S’agissant du corbeau freux, les éléments relatifs à son état de conservation mettent en évidence une situation hétérogène selon les territoires et les sources de données mobilisées. Les dispositifs nationaux de suivi, notamment le STOC (suivi temporel des oiseaux communs), ainsi que les rapportages les plus récents, font apparaître des tendances de déclin dans certaines régions, sans que celles-ci puissent être considérées comme homogènes à l’échelle nationale. Les évaluations issues des listes rouges disponibles classent l’espèce en « préoccupation mineure » à l’échelle nationale, tandis qu’un statut de vulnérabilité est retenu à l’échelle européenne.

Contenu du texte :

L’article 1 précise que la liste des ESOD est présentée département par département, en annexe du projet d’arrêté.

L’article 2 présente les modalités et les périodes de destruction des espèces habituellement classées ESOD. Toutes les espèces peuvent être détruites à tir ou par piégeage, hormis le renard qui peut également être déterré.

L’article 3 autorise la destruction des animaux classés ESOD au moyen de rapaces utilisés pour la chasse au vol, sous réserve du respect des dispositions réglementaires applicables.
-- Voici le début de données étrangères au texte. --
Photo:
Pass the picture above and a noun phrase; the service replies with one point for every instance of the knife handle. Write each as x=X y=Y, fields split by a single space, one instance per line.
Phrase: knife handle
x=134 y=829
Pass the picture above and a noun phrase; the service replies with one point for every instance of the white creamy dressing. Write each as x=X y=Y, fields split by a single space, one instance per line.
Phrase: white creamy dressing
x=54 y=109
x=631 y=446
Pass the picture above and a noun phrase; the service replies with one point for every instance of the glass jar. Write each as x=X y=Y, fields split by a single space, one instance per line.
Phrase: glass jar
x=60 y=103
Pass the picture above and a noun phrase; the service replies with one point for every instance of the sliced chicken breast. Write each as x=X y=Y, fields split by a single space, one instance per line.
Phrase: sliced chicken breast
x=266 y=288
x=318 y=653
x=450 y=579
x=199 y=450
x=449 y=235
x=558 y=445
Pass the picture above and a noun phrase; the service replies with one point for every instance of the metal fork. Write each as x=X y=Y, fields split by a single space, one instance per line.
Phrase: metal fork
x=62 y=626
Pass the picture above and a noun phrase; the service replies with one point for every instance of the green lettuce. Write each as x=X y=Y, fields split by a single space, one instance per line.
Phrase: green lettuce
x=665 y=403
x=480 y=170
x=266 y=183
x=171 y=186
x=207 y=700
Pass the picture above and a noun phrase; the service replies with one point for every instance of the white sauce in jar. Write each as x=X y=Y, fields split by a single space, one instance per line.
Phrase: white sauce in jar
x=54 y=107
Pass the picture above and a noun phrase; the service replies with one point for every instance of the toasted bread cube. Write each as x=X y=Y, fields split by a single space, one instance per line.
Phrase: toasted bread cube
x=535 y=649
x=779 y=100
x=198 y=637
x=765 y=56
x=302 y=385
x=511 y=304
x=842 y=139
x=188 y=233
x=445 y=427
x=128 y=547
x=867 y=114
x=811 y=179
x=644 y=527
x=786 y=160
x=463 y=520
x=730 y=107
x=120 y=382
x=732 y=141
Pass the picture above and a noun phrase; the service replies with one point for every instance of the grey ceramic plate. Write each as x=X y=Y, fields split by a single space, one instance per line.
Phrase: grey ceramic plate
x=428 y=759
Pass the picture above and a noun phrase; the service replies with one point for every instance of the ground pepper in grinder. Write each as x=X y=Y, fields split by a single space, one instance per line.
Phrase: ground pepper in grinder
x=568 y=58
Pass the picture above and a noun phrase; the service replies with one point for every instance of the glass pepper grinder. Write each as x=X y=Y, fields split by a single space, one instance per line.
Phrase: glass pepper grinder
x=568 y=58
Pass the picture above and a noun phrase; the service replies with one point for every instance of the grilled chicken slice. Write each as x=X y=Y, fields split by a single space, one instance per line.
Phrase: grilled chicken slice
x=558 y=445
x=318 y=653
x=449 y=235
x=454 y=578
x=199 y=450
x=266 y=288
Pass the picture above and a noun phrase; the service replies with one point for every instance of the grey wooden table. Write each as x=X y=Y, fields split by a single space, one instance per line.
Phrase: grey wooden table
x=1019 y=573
L’article 4 prévoit que par dérogation à l’article 2, des conditions limitatives de destruction peuvent être précisées en annexe. En effet, dans leur demande, certains préfets ont souhaité limiter les modalités de destruction autorisées pour une ou plusieurs espèces dans leur département.

L’article 5 précise qu’en cas de capture accidentelle d’un animal non classé ESOD, celui-ci doit être immédiatement relâché.

L’article 6 abroge l’arrêté du 3 août 2023.

L’article 7 précise que les préfets de départements sont chargés de l’exécution de l’arrêté.

Consultations obligatoires :

Le projet d’arrêté, ayant une incidence directe sur l’exercice de la chasse, a été soumis pour avis au Conseil national de la chasse et de la faune sauvage conformément à l’article L. 421-1 A du code de l’environnement, lequel a rendu son avis le 12 mai dernier.

Le projet d’arrêté présente un impact sur l’environnement et nécessite à ce titre une consultation du public conformément aux dispositions de l’article L. 123-19-1 du code de l’environnement.

Pour la bonne prise en compte de votre avis veuillez faire apparaitre le mot « favorable » ou « défavorable » dans le titre de votre contribution.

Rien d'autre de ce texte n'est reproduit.